Really don't want to turn this post into a long-winded saga (which I suppose it is) so will try and keep it brief. I have posted before and found amazing support, but apologies for any repetition.
Every time I feel like I am making progress, and coping, and moving on, I get another piece of the jigsaw and I am finding it increasingly hard to keep strong and not break.
My H left me and our DCs almost a year ago, making ridiculous and unfounded allegations and telling me that he no longer loved me and we endured a very difficult few months. He accused me of being unfaithful and was often angry. He totally detached from me and our family emotionally which I found very hard to deal with.

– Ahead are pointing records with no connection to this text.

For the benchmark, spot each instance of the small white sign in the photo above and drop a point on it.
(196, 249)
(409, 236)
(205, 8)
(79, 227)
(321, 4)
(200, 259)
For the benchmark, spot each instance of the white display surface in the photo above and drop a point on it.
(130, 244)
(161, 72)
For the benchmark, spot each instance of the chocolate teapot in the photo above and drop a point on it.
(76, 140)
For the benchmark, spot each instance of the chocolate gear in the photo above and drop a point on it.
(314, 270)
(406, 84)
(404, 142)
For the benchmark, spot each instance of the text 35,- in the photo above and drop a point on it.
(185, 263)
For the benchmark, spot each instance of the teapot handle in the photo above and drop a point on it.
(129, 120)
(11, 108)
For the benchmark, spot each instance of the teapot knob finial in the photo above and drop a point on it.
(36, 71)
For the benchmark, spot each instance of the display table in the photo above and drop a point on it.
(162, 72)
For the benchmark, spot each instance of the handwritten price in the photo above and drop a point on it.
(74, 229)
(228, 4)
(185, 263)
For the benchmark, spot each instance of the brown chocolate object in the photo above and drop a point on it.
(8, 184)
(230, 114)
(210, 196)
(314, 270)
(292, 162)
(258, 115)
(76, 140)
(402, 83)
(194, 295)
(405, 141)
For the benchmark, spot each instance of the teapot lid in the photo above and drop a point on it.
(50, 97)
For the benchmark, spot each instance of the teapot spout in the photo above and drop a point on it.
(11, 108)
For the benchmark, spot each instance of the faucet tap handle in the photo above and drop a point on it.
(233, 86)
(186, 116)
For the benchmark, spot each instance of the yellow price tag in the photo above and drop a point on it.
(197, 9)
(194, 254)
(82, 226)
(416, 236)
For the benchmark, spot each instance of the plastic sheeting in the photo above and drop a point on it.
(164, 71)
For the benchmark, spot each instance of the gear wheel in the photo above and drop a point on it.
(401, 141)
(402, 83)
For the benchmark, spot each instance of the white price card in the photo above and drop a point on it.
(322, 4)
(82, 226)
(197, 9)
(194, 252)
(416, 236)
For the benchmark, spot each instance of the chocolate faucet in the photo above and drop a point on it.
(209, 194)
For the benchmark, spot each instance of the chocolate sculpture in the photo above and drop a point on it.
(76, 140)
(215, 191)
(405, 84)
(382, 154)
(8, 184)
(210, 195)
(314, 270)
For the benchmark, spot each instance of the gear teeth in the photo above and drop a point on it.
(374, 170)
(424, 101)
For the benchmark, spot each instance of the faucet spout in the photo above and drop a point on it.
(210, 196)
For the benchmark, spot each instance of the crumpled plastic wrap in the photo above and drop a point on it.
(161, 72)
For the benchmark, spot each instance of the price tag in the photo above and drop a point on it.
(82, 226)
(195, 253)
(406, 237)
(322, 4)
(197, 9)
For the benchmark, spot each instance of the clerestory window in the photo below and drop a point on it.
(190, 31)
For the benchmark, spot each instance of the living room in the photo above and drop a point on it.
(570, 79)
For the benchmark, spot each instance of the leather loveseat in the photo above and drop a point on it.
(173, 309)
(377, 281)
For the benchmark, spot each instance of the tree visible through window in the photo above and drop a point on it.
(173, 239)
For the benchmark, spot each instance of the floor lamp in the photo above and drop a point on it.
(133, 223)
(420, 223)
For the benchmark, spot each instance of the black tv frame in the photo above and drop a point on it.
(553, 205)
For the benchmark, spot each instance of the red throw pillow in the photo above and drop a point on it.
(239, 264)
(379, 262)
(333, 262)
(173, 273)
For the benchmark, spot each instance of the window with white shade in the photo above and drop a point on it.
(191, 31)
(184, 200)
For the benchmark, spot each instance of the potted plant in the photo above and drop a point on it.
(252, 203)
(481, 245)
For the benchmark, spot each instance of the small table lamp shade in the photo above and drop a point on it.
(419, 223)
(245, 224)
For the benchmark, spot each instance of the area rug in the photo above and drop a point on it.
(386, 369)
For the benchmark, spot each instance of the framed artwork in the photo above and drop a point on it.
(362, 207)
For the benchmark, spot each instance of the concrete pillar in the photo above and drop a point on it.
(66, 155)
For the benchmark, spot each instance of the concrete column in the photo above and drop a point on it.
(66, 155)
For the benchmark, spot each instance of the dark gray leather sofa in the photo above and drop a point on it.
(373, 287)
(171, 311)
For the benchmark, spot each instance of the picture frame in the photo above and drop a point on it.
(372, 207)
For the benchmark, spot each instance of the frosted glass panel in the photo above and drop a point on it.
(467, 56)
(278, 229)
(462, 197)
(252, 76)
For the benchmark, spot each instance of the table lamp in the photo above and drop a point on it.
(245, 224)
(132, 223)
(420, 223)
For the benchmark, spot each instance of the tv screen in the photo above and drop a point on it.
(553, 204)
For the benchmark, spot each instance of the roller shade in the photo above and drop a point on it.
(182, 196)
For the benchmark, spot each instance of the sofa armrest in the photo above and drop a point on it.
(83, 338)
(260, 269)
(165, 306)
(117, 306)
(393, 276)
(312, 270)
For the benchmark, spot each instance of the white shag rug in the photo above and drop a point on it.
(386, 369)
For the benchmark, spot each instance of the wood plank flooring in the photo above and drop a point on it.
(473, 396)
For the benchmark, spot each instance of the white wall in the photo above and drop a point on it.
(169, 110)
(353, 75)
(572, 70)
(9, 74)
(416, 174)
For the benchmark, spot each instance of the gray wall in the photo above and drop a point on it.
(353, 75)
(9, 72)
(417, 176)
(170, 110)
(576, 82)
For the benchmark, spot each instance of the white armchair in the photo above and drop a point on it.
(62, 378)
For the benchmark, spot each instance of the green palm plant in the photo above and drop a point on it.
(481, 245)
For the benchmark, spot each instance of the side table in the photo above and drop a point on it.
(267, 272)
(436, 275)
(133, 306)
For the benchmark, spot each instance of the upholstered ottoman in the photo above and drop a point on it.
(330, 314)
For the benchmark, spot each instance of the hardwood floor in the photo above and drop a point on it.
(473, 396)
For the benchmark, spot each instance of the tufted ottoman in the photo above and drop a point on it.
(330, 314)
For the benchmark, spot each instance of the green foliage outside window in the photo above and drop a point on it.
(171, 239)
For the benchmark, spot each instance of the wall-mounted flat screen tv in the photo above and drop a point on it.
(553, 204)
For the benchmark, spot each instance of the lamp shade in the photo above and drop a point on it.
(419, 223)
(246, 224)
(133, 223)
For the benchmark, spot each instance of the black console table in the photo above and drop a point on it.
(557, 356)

But I did the best I could, took DCs on holiday by myself, redecorated, had counselling which helped enormously, tried to keep strong and I feel proud of the way I managed.
At the end of last year, he asked me to reconcile, and giving him the benefit of the doubt we had counselling together, which was a disaster, he had no intention really of making any changes, stayed angry, grumpy, unhappy and made ridiculous demands I refused to agree to. Fortunately, I didn't let him move back in at any point, because the subsequent upheaval was damaging enough for DCs as it was :-(
I then find out that he has an Adultwork account, I confront him and he lies - repeatedly. Over and over again. We separate, sort out finances and a few months in I am doing ok, DCs are remarkably well-adjusted, not seeing much of him but coping, and we are happy as a unit.
Then on Tuesday this week, I find out completely by accident that he and OW (whose existence he has always denied) are about to buy a house together. I have no idea how long they have been together. I have no idea what the hell is going on. I feel shattered.
I honestly don't know how much more I can take. How many times am I going to have to be on the receiving end of this sort of body-blow? Why does it still hurt so much? I don't think it is so much about the fact that there is OW but by the fact that I just feel like my whole marriage has been a sham, one big lie and I don't know how many more times I am going to have to haul myself through.
I don't want to be with him. Ever. So why does it still really hurt? Is it ever going to end? I feel broken - again. And I just don't know what to do.